Il discorso pronunciato a inizio ottobre dal presidente francese Emmanuel Macron nel quartiere di Les Mureaux ha riacceso il dibattito su laicismo e separatismo, tema molto sentito in un Paese che ha fatto della laïcité uno dei suoi valori fondanti. La questione è da tempo al centro dell’agenda politica del capo dell’Eliseo, ma le ultime proposte di legge avanzate da Macron hanno un obiettivo specifico: affrontare il problema del separatismo islamico.

Come precisato dallo stesso presidente, le misure recentemente annunciate non sono dirette contro l’islam in generale, ma contro quel «progetto consapevole, teorizzato, politico-religioso» che mira alla creazione di un ordine parallelo rispetto a quello dello Stato e in cui viene meno il rispetto dei valori fondanti della Republiqué. Primo fra tutti, quello della laicità.

La riconquista

Obiettivo primario è quindi la riconquista - per usare un termine caro allo stesso Eliseo - di quelle zone grigie, come i quartieri periferici, in cui il posto dell’autorità statale è stato occupato da altre organizzazioni, religiose e non, che hanno saputo sfruttare il sentimento di abbandono di una parte della società. Lo stesso Macron ha ammesso le colpe dello Stato, responsabile della nascita del separatismo in alcune aree del Paese: «Abbiamo concentrato popolazioni delle stesse origini, della stessa religione in determinate zone» senza garantire una «sufficiente mobilità economica e sociale».

A contribuire alla diffusione del separatismo, come ricordato da Macron, sono anche il passato coloniale della Francia e le ferite mai sanate derivanti da quel particolare periodo storico che tuttora segnano il tessuto sociale francese. Alcuni giovani, per esempio, costruiscono tuttora la propria identità attraverso un discorso anti-colonialista o post-coloniale, allontanandosi dal modello di integrazione per assimilazione tanto caro alla politica francese e avvicinandosi in alcuni casi all’islam radicale.

Territori perduti

Riprendere il controllo di questi “territori perduti” e ristabilire un rapporto con chi è stato marginalizzato è fondamentale non solo per favorire la coesione sociale, ma anche per allontanare lo spettro di nuovi attentati jihadisti al cuore della Francia.

Resta infatti il paese con il più alto rischio di attacchi di matrice ideologica: la sicurezza interna controlla 8 mila soggetti considerati a rischio radicalizzazione e almeno 2 mila francesi negli ultimi anni si sono uniti alle fila dello Stato islamico.
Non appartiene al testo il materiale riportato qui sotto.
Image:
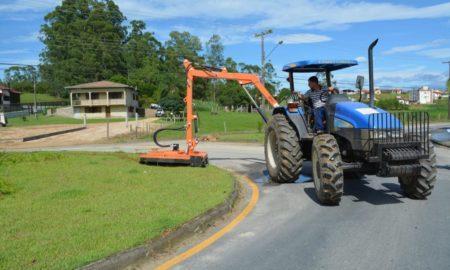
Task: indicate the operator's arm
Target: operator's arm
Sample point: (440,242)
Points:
(305,96)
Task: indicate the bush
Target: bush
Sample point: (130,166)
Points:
(391,104)
(172,104)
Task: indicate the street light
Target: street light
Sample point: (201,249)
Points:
(273,49)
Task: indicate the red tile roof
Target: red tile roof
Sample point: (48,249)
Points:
(99,84)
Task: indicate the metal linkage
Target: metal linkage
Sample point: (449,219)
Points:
(403,130)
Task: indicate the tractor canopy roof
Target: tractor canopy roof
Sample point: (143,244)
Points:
(319,65)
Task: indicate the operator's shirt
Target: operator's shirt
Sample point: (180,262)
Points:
(315,97)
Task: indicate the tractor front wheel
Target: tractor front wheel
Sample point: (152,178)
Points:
(420,186)
(327,171)
(282,150)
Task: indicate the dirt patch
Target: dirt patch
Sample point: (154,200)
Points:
(11,138)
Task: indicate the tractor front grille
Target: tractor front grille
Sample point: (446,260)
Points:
(399,133)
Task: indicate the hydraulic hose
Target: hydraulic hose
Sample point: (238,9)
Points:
(155,135)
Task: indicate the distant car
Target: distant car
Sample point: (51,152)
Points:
(159,112)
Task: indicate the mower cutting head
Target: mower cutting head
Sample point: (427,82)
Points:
(175,157)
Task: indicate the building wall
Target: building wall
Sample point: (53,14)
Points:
(115,112)
(425,97)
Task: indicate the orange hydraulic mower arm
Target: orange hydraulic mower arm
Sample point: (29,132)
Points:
(241,78)
(192,157)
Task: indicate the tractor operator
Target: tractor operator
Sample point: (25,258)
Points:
(318,96)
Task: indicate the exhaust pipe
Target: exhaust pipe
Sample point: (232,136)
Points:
(371,86)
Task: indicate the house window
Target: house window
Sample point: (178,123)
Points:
(115,95)
(93,109)
(95,95)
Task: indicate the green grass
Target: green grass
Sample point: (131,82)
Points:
(29,98)
(68,209)
(228,126)
(438,112)
(54,120)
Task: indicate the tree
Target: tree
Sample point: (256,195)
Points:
(22,78)
(214,51)
(214,57)
(180,46)
(83,42)
(143,55)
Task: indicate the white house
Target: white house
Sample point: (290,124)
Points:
(8,96)
(103,99)
(424,95)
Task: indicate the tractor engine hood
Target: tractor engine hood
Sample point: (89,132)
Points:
(357,114)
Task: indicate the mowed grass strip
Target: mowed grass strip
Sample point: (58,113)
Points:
(55,120)
(65,210)
(226,126)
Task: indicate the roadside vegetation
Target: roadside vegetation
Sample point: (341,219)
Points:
(223,126)
(54,120)
(55,215)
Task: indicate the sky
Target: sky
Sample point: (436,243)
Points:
(414,35)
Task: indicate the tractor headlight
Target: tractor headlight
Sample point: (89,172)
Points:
(339,123)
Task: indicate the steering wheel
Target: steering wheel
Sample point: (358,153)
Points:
(324,96)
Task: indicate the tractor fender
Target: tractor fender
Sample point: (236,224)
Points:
(296,119)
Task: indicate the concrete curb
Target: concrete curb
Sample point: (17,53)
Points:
(128,257)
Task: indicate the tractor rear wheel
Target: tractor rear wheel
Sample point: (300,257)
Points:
(327,171)
(420,186)
(282,150)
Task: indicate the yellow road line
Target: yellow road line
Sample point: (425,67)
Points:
(199,247)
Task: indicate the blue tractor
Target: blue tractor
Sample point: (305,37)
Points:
(359,139)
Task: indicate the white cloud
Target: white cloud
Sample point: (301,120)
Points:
(415,47)
(361,59)
(443,53)
(15,51)
(300,38)
(27,5)
(319,14)
(31,37)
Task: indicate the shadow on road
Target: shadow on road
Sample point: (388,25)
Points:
(445,167)
(362,192)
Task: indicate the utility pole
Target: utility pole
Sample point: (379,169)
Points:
(263,52)
(448,88)
(263,55)
(34,92)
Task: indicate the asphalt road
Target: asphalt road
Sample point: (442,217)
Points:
(375,226)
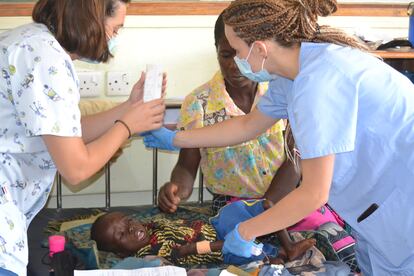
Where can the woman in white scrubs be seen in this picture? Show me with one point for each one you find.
(41, 129)
(352, 117)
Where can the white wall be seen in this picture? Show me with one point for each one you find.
(185, 47)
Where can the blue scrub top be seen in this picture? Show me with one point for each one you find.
(352, 104)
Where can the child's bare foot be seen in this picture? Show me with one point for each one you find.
(297, 249)
(276, 260)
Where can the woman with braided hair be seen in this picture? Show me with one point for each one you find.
(352, 117)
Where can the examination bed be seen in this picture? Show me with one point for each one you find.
(37, 234)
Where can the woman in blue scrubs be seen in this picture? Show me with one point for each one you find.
(352, 117)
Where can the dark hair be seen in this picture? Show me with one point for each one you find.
(98, 235)
(285, 21)
(218, 30)
(78, 25)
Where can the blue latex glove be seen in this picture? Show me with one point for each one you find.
(161, 138)
(236, 245)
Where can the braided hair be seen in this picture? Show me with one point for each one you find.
(286, 22)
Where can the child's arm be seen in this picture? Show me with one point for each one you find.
(191, 248)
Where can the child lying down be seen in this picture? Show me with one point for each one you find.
(185, 242)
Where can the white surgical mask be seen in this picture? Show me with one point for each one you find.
(246, 69)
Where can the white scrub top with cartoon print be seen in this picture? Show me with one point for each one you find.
(38, 96)
(353, 105)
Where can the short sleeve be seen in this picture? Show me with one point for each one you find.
(45, 92)
(274, 103)
(324, 113)
(191, 113)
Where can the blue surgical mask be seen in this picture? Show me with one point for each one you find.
(112, 44)
(246, 69)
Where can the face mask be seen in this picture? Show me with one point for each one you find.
(112, 44)
(246, 70)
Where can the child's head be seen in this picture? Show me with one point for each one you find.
(116, 232)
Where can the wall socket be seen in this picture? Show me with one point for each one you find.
(91, 83)
(119, 83)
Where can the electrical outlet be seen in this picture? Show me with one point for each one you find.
(118, 83)
(91, 83)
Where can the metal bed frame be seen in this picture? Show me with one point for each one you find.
(107, 173)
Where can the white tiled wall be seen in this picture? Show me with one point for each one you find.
(185, 47)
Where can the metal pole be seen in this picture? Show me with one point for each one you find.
(154, 176)
(108, 185)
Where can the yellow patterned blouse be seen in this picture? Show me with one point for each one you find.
(244, 170)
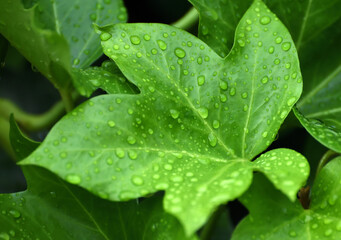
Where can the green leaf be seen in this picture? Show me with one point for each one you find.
(62, 31)
(272, 216)
(74, 21)
(107, 77)
(22, 145)
(328, 135)
(192, 130)
(278, 166)
(316, 29)
(53, 209)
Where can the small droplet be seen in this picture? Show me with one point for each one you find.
(135, 40)
(136, 180)
(174, 113)
(201, 80)
(180, 53)
(162, 45)
(265, 20)
(286, 46)
(73, 178)
(111, 123)
(203, 112)
(105, 36)
(212, 139)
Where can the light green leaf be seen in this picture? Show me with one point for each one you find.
(195, 126)
(328, 135)
(273, 217)
(107, 77)
(53, 209)
(315, 27)
(285, 168)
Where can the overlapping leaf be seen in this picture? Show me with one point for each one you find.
(53, 209)
(196, 124)
(316, 29)
(272, 216)
(107, 77)
(57, 35)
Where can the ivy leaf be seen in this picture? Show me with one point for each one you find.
(316, 29)
(65, 40)
(107, 77)
(51, 208)
(272, 216)
(67, 212)
(196, 124)
(22, 145)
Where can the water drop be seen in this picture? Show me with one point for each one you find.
(286, 46)
(212, 139)
(136, 180)
(73, 178)
(162, 45)
(111, 123)
(265, 20)
(203, 112)
(180, 53)
(105, 36)
(201, 80)
(174, 113)
(135, 40)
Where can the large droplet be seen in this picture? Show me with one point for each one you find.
(105, 36)
(135, 40)
(162, 45)
(265, 20)
(203, 112)
(73, 178)
(174, 113)
(180, 53)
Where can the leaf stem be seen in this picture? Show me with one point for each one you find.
(329, 155)
(206, 232)
(31, 122)
(67, 99)
(188, 20)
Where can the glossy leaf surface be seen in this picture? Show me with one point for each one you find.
(316, 29)
(54, 209)
(195, 126)
(57, 35)
(272, 216)
(107, 77)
Alcuni di loro, tra l’altro, sono detenuti nelle carceri curde della Siria del nord-est, ma il Ggoverno francese continua a rimandarne il rimpatrio per motivi di sicurezza.

Pubblico e privato

La Francia non è certo l’unico paese europeo ad avere problemi con la radicalizzazione di una parte dei suoi cittadini, ma la questione è particolarmente sentita in uno stato che ha elevato la laicità a principio fondante della nazione. La laïcité è garantita dalla Costituzione del 1958, ma è stata sancita ancora prima dalla legge del 9 dicembre 1905 che separa Stato e Chiesa sulla scia dell’Illuminismo e della Rivoluzione francese.

La legislazione transalpina prevede una netta divisione tra la sfera pubblica, in cui valgono le regole dello Stato, e quella privata, intesa come spazio in cui esprimere la propria fede. Una separazione così chiara si scontra però con una religione - quella dell’islam - in cui pubblico e privato sono generalmente considerati indivisibili.

La nuova legge

Con la legge che sarà presentata al Parlamento il 9 dicembre - 115 anni dopo quella sulla laicità del 1905 - l’Eliseo vuole invece ribadire tale distinzione e per farlo ha individuato cinque ambiti di intervento.

Macron ha annunciato la fine dell’insegnamento a distanza e reso la scuola obbligatoria a partire dai tre anni per evitare che ai bambini vengano insegnati valori diversi da quelli della Repubblica. I prefetti potranno impugnare gli atti comunali che non rispettano le norme nazionali - come l’accesso in orari separati alle piscine in base al sesso - mentre lo Stato avrà il potere di sciogliere le associazioni che violano i diritti sanciti dalla Repubblica o che non agiscono nel rispetto della laicità.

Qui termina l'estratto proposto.